Granularity matters: tensor-level (one scale factor), channel-level, or block-level quantization. More granular = lower risk of quality loss but more overhead.
Quantization Approaches
Components vary in sensitivity — from least to most:
- Weights (linear layers) — least sensitive
- Activations — somewhat sensitive
- KV cache — moderately sensitive (errors compound token-to-token)
- Attention (especially softmax) — highly sensitive
Key Takeaway
FP8/MXFP8 is the sweet spot for production inference. Quantize weights and activations with FP8, carefully quantize KV cache, and leave attention in original precision. If you can't risk quality, every other technique in this chapter is lossless.
Try it: Quantization Quality Estimator →
Explore precision tradeoffs: memory savings, speedup, and quality risk.
Measuring Quality Impact
Three methods: perplexity (simplest), intelligence benchmarks (MMLU, SWE-bench), and custom evals (best). In every case, you're looking for differences indistinguishable from noise.
Speculative Decoding#
Speculative decoding exploits spare compute during memory-bound decode to generate multiple tokens per forward pass. Only improves TPS/ITL, not TTFT.
The mechanism:
- A speculator generates draft tokens
- The target model validates drafts in a single forward pass
- Accepted tokens + one new token = N+1 tokens per pass
Performance depends on: draft token cost, draft sequence length, and token acceptance rate.

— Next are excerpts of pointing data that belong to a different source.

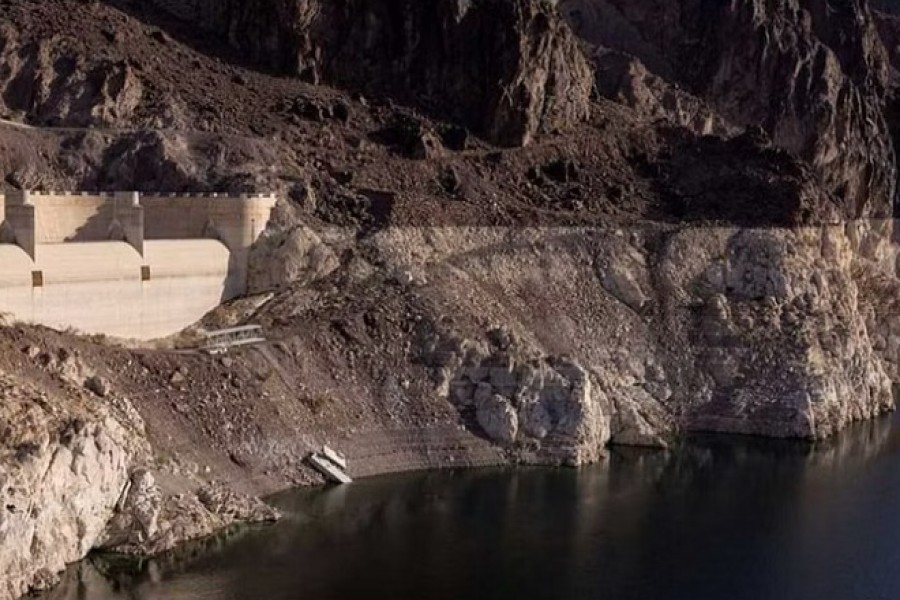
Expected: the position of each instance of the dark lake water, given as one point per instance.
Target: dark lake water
(719, 518)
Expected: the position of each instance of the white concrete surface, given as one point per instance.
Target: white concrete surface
(96, 287)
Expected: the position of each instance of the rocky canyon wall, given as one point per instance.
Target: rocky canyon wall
(508, 69)
(811, 73)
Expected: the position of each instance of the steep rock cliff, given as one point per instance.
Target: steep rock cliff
(509, 69)
(811, 73)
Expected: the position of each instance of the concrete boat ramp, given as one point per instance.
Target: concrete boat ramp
(331, 465)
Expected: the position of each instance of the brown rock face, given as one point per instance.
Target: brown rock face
(507, 68)
(812, 73)
(43, 79)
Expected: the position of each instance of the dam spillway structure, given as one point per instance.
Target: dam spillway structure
(124, 264)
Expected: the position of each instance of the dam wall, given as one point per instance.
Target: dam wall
(121, 264)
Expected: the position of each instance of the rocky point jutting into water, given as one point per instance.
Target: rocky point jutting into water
(507, 231)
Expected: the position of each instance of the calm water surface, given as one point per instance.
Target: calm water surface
(720, 518)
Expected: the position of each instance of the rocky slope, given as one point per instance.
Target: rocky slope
(497, 242)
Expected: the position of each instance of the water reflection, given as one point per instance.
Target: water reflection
(716, 518)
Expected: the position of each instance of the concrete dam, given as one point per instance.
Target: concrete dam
(124, 264)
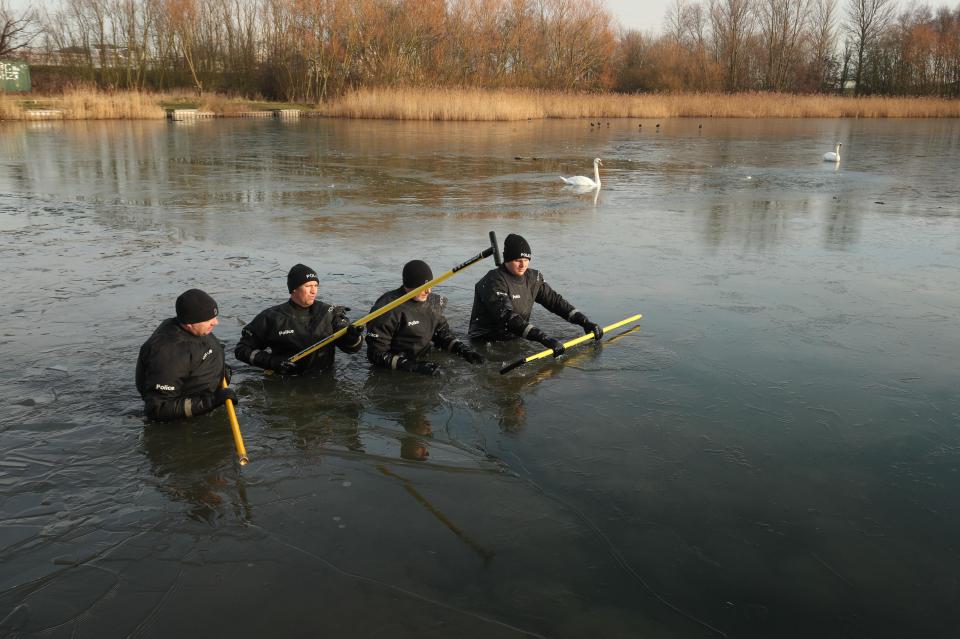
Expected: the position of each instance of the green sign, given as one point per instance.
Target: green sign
(14, 76)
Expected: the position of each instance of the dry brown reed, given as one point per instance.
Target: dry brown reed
(473, 104)
(86, 104)
(503, 105)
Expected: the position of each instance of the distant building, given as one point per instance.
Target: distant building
(14, 76)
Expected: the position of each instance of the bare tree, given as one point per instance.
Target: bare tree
(822, 36)
(866, 19)
(17, 29)
(732, 22)
(782, 26)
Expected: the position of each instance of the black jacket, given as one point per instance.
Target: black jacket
(175, 369)
(287, 329)
(503, 302)
(407, 331)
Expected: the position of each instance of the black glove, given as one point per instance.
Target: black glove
(353, 334)
(472, 356)
(413, 366)
(283, 365)
(554, 344)
(221, 395)
(588, 326)
(467, 353)
(201, 404)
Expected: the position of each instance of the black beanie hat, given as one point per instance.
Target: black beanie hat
(300, 275)
(195, 306)
(416, 273)
(515, 247)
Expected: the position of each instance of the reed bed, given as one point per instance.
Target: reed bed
(473, 104)
(83, 104)
(492, 105)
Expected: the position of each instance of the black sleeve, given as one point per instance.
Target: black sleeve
(252, 344)
(443, 337)
(340, 320)
(554, 302)
(380, 337)
(495, 296)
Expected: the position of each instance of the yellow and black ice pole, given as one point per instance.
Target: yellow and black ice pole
(566, 345)
(235, 427)
(493, 249)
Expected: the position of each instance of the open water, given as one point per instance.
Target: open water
(774, 452)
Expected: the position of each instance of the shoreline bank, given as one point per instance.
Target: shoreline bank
(475, 105)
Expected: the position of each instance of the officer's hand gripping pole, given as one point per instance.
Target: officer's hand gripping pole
(235, 427)
(493, 249)
(566, 345)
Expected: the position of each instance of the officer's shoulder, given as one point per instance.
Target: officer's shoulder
(436, 301)
(387, 297)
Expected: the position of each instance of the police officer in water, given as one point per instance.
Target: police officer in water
(284, 330)
(400, 337)
(503, 301)
(180, 366)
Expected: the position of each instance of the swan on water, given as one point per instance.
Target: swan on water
(582, 180)
(833, 156)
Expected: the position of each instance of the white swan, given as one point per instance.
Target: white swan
(582, 180)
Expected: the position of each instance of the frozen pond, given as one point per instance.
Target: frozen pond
(773, 453)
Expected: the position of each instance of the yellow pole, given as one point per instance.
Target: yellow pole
(395, 303)
(235, 427)
(573, 342)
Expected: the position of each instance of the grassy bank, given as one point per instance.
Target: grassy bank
(481, 105)
(423, 104)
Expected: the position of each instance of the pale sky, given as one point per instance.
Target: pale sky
(642, 15)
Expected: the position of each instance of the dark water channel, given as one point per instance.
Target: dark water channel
(773, 453)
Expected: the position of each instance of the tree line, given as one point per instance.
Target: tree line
(313, 50)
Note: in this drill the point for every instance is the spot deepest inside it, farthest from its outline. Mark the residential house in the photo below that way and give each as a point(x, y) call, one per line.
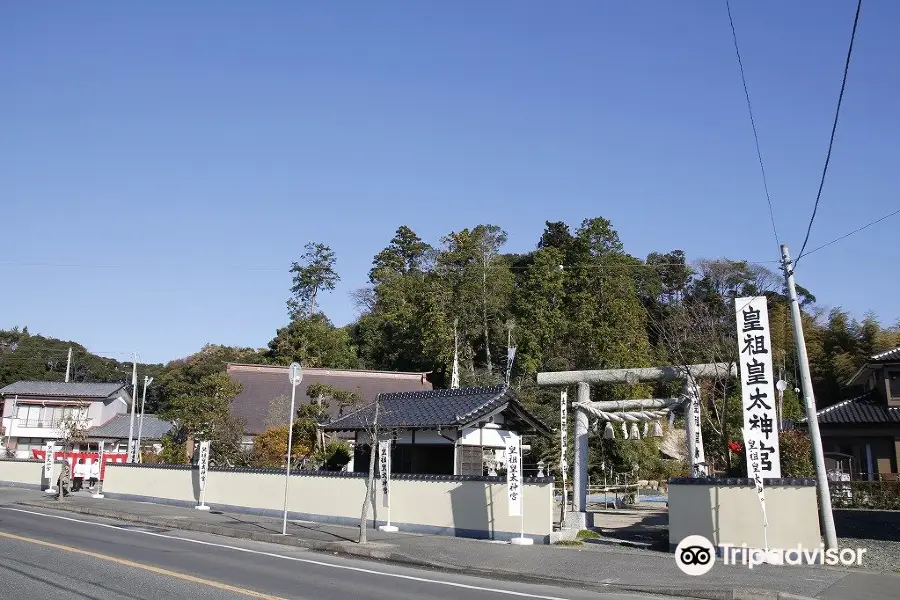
point(114, 433)
point(864, 430)
point(443, 432)
point(33, 411)
point(267, 387)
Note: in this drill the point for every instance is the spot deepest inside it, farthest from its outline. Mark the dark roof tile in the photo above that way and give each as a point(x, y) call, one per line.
point(61, 389)
point(437, 408)
point(862, 410)
point(263, 383)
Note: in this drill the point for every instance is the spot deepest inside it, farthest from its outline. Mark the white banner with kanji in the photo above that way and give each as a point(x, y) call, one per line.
point(514, 486)
point(384, 469)
point(758, 388)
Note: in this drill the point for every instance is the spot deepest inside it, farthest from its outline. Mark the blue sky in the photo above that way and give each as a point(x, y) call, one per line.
point(177, 156)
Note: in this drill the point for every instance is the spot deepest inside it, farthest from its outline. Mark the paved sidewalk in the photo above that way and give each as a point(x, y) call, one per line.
point(594, 566)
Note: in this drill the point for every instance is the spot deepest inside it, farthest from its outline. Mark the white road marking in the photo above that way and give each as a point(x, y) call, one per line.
point(294, 558)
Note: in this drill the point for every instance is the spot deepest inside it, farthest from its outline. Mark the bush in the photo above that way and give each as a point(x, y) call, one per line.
point(335, 456)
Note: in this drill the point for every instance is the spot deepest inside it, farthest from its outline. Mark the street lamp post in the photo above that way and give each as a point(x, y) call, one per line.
point(147, 381)
point(296, 376)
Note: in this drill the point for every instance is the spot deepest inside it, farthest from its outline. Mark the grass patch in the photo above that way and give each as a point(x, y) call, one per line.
point(569, 543)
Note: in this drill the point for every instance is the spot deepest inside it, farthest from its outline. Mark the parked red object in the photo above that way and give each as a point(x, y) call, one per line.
point(89, 458)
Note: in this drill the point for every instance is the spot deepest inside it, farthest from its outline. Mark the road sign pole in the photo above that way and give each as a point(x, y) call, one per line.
point(296, 376)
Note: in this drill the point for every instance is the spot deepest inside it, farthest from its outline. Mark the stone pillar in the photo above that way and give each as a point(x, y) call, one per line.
point(581, 450)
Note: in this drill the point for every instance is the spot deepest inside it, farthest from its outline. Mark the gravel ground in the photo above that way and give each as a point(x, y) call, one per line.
point(880, 555)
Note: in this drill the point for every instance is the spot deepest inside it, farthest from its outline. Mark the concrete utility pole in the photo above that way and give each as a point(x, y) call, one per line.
point(810, 401)
point(147, 381)
point(68, 364)
point(133, 402)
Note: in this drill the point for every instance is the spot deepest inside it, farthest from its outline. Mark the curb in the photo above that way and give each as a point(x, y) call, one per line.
point(256, 536)
point(354, 550)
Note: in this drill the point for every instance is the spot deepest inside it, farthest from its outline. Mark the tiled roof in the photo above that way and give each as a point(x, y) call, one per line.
point(118, 428)
point(263, 383)
point(59, 388)
point(862, 410)
point(438, 408)
point(888, 355)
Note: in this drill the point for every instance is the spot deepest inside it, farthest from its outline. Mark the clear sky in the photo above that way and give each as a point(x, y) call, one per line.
point(162, 163)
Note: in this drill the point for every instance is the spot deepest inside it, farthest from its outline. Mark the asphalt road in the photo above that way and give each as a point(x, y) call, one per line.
point(51, 555)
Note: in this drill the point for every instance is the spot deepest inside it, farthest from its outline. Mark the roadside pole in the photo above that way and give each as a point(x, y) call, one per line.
point(810, 401)
point(296, 376)
point(203, 473)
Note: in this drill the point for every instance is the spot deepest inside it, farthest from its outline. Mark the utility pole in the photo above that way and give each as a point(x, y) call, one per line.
point(810, 402)
point(147, 381)
point(133, 402)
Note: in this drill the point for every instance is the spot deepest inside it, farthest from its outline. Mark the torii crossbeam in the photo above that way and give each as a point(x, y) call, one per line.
point(689, 374)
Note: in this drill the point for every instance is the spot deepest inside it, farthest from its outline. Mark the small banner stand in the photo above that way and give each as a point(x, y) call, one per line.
point(515, 489)
point(384, 468)
point(99, 492)
point(204, 470)
point(49, 456)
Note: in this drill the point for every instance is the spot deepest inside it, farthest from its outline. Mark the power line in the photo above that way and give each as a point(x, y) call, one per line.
point(762, 169)
point(855, 231)
point(837, 113)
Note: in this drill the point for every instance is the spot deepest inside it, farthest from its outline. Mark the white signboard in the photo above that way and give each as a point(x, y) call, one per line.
point(49, 455)
point(757, 387)
point(699, 453)
point(204, 463)
point(514, 485)
point(384, 468)
point(752, 440)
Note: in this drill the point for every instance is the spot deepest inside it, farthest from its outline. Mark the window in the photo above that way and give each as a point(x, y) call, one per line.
point(894, 384)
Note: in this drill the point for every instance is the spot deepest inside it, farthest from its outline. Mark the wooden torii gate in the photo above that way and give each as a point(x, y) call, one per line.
point(584, 407)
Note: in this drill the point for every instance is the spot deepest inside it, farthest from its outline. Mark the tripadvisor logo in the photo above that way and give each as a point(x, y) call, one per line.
point(695, 555)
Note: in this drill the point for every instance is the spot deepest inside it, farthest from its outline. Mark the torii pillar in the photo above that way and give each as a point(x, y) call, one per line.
point(583, 379)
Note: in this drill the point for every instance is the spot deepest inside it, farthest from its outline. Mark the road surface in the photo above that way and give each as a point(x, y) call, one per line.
point(48, 555)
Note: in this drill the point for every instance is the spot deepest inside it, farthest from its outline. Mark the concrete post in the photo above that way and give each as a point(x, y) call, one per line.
point(581, 449)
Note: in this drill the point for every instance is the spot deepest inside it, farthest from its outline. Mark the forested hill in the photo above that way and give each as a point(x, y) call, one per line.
point(578, 300)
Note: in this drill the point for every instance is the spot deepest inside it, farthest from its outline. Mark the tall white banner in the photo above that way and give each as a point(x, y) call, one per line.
point(564, 444)
point(514, 486)
point(49, 455)
point(758, 388)
point(203, 463)
point(384, 468)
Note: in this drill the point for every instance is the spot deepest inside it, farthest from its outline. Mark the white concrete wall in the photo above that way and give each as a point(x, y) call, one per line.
point(731, 514)
point(476, 508)
point(24, 473)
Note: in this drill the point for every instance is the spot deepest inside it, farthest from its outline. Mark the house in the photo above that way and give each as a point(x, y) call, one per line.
point(267, 390)
point(865, 430)
point(33, 411)
point(114, 433)
point(442, 432)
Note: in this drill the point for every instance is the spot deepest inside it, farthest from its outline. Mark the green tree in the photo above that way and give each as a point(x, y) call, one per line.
point(315, 272)
point(203, 412)
point(313, 341)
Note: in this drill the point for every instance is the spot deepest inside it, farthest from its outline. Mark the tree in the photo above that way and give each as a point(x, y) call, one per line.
point(313, 341)
point(203, 412)
point(270, 448)
point(315, 272)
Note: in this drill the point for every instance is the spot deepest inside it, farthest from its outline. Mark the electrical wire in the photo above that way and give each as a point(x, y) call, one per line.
point(837, 113)
point(762, 169)
point(855, 231)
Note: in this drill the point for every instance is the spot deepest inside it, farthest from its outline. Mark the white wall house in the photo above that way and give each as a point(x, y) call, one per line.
point(34, 410)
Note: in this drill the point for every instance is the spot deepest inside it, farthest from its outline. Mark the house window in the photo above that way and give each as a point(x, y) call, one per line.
point(894, 384)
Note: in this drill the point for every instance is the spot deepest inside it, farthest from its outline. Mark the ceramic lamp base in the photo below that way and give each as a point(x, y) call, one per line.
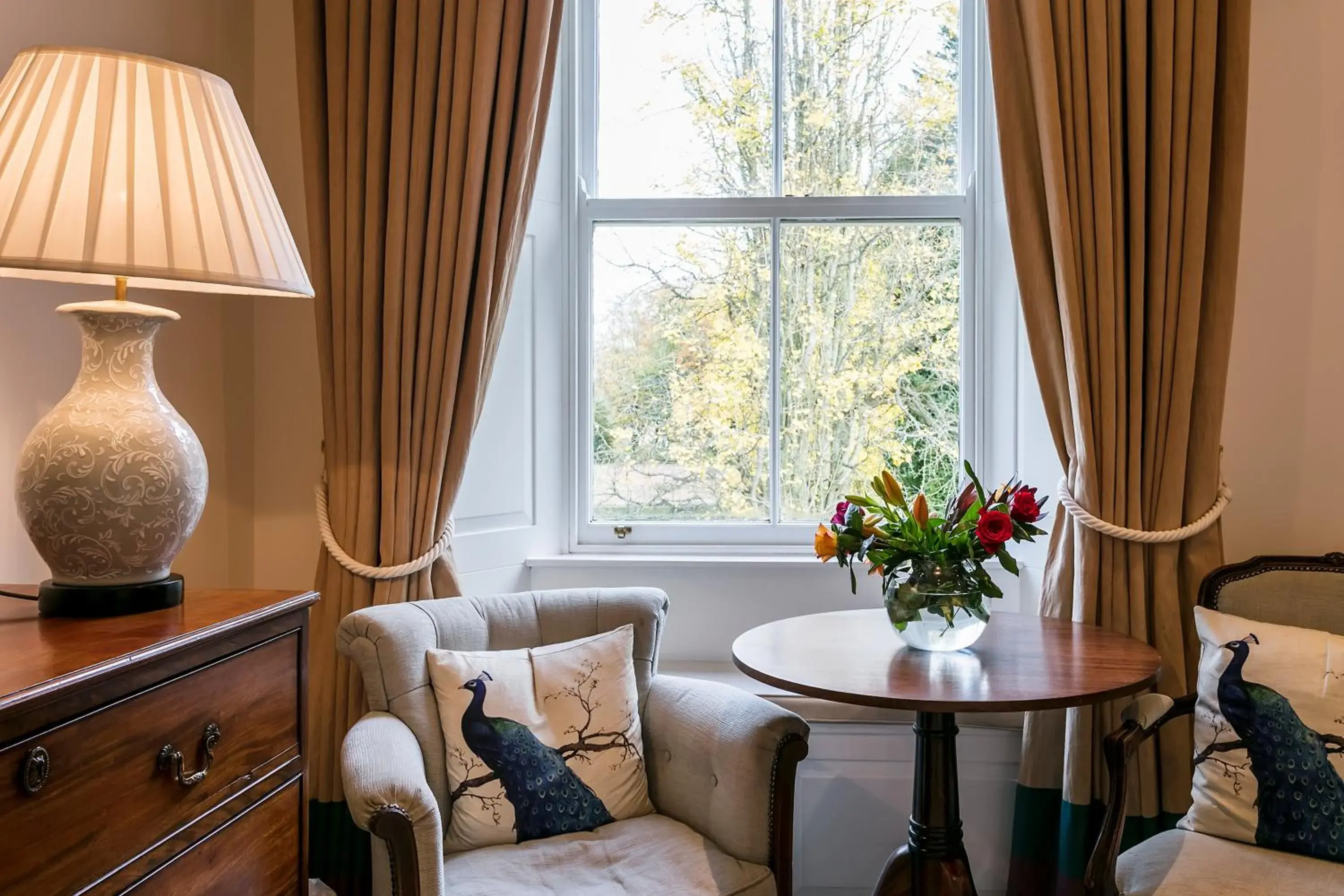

Try it: Speculative Decoding Simulator →
Adjust draft length, acceptance rate, and overhead to see effective TPS.
Draft-Target Speculation
Uses a small draft model (10x smaller than target, usually same family). Quick to set up but highest overhead — needs to store draft model weights, activations, and KV cache.
Medusa
Fine-tunes the target model to add 2-4 extra decoder heads that generate draft tokens. No separate model needed, but limited acceptance rate.
EAGLE
Purpose-built draft model trained to consume hidden states from the target model and generate up to 8 draft tokens with high acceptance rate. The go-to algorithm for general use.
N-gram Speculation
Constructs an n-gram dictionary during prefill. Sequences can exceed 10 tokens. Mostly used for code completion where syntax is predictable and output closely matches input.
Caching#
Try it: KV Cache Sizing Calculator →
Calculate KV cache memory for different models, contexts, and precisions.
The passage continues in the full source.